When I click on a web link, the page will assemble itself on my screen according to the instruction of the html, php or other code.
My screen is to some degree, just displaying what is already present in my computer and having it organized by the process of accessing some external realm. My screen is quite capable of displaying all possible web pages, even those web pages that have yet to be written. It is equally capable of accessing web pages that are unique to my computer. For example, if I type in some chain of words into a search engine then the page that displays is created according to those words. That page may never have existed before on any computer screen, yet I can access it in the same way that I can access all the other infinite variety of web pages that either exist or potentially exist. My computer screen is capable of displaying them all.
The concept of the infinite leads us toward the notion of some kind of transcendental realm wherein specific individuals can be located. Continuing with the screen metaphor, it would obviously be ludicrous to expect my computer to store in its memory every possible web page that it is capable of displaying. Yet by the fact that my computer can represent all possible web pages on my screen it is in a mild sense at least just remembering a particular configuration when it is displaying a particular page. The computer has always been able to display that page and consequently can be considered to be remembering that web page. The idea is focused more sharply when we consider the idea of performing a search and accessing what may be a uniquely designed page. That page has always existed in the internet (platonic) realm even if it has never been an actual page before.

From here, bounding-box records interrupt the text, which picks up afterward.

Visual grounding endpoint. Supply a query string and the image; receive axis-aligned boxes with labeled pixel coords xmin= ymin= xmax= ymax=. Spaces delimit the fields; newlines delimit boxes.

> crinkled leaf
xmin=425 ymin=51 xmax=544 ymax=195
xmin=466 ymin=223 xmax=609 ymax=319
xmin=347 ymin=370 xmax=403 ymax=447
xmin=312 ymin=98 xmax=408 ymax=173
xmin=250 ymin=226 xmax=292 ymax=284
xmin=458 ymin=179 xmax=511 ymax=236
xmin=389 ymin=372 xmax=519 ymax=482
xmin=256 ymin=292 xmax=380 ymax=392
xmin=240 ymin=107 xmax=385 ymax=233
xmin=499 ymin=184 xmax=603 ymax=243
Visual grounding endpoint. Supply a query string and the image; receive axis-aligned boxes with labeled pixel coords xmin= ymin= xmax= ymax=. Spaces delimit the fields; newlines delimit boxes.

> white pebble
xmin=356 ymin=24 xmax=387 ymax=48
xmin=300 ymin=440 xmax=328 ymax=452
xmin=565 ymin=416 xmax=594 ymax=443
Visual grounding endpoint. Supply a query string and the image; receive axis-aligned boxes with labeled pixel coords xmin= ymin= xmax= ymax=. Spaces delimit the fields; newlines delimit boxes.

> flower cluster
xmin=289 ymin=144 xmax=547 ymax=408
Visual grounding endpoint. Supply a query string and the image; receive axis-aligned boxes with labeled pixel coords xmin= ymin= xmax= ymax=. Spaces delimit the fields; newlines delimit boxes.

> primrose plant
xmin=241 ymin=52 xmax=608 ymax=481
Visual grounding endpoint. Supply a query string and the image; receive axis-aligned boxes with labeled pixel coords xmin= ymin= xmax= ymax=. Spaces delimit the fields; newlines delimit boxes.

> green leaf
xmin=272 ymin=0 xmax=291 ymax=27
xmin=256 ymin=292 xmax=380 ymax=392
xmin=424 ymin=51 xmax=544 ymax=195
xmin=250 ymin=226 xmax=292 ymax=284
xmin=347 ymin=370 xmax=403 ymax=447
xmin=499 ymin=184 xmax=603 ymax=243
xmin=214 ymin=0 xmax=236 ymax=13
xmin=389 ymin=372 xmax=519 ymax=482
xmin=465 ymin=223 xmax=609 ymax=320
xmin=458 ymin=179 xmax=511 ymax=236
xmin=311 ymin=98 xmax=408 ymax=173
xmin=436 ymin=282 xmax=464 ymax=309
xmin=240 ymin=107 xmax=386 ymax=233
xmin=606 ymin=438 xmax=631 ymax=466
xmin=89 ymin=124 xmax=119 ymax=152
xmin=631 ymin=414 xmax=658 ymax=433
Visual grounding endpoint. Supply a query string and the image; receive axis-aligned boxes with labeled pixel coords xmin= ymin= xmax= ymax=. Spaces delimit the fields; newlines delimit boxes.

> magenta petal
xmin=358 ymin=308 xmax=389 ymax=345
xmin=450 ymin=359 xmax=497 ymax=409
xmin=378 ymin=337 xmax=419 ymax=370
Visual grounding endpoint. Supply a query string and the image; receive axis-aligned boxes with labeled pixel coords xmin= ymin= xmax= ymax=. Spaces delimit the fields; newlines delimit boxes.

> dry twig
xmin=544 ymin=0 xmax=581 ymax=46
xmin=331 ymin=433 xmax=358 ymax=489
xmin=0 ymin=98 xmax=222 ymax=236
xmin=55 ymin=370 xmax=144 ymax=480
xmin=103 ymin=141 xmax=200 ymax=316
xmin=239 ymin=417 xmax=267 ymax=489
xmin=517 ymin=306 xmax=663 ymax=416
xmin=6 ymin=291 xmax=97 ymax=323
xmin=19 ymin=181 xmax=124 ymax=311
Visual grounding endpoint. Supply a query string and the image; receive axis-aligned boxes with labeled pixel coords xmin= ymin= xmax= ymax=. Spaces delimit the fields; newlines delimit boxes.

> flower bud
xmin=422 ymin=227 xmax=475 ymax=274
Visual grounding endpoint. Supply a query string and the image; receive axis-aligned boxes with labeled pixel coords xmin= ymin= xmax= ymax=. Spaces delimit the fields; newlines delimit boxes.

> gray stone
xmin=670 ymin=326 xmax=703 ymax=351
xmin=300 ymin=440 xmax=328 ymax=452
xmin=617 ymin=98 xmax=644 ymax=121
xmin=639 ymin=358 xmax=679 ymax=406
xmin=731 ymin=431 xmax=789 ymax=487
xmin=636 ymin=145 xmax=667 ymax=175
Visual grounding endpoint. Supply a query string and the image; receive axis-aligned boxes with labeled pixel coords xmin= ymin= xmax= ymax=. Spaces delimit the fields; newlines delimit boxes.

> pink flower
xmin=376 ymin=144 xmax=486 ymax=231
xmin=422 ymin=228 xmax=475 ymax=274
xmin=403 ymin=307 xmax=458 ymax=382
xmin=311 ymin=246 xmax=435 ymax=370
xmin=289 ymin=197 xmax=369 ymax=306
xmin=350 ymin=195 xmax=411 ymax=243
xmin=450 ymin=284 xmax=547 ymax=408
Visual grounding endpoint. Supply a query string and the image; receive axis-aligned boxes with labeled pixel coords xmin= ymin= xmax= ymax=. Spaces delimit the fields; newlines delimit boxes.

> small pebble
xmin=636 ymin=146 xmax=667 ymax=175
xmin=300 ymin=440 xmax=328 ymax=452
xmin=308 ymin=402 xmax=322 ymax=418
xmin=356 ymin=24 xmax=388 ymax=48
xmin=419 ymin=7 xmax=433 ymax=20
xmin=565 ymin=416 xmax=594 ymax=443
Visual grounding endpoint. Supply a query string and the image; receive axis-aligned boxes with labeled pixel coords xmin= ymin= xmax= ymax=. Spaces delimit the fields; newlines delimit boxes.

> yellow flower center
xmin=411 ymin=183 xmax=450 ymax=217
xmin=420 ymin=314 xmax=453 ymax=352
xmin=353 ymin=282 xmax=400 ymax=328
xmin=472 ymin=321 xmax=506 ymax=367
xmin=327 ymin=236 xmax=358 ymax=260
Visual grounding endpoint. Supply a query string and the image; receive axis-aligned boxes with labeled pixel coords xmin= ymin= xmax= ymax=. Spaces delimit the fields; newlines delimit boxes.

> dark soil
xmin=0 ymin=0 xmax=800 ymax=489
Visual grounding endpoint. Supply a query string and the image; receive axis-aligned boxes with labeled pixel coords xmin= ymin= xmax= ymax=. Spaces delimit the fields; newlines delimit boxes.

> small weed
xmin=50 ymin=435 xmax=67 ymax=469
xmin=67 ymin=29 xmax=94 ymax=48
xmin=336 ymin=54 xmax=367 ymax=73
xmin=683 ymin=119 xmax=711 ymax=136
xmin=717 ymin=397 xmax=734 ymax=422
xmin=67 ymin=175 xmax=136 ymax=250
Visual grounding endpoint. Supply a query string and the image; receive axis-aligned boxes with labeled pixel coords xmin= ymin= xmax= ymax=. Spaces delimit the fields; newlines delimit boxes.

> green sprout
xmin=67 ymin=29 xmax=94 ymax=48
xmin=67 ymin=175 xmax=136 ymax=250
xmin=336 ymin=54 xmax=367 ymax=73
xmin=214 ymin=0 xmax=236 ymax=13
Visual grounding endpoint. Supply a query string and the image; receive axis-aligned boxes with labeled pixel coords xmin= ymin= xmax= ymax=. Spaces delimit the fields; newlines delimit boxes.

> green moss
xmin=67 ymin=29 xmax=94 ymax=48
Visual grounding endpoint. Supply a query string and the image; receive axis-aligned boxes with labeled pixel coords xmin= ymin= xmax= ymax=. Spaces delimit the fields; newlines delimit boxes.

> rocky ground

This example is not directly analogous to the idea of Plato’s theory of recollection. Explanations of concepts that contain the notion of infinity are difficult to express clearly. But by way
of further depth we can think of two numbers each of which are a billion digits long and of the sum of those two digits.
No one has ever thought of these two particular numbers before and so no one has ever done this particular addition.
However, this sum has always existed within the Platonic realm and despite never having come across this particular corner of mathematics our mind is clearly in some sense remembering the sum. The example is clearest within the topic of the eternal realm of mathematics but Plato intended us to view this principle in all areas of knowledge. Everything we ever come to know is already in the mind and thus is being remembered.
Plato’s theory of forms relies upon the notion of existence by virtue of possible existence. If we are capable of having a particular thought, then that thought is already within us even if we haven’t yet had the thought and even if we aren’t yet aware of the thought’s possible existence. For Plato, the forms (or ideas) do exist in a real sense, but they exist in a realm that is accessible only to the mind, not to any of the five senses.
Platonism will be a recurring theme on this website. It will crop up as one side to just about every philosophical argument that occurs.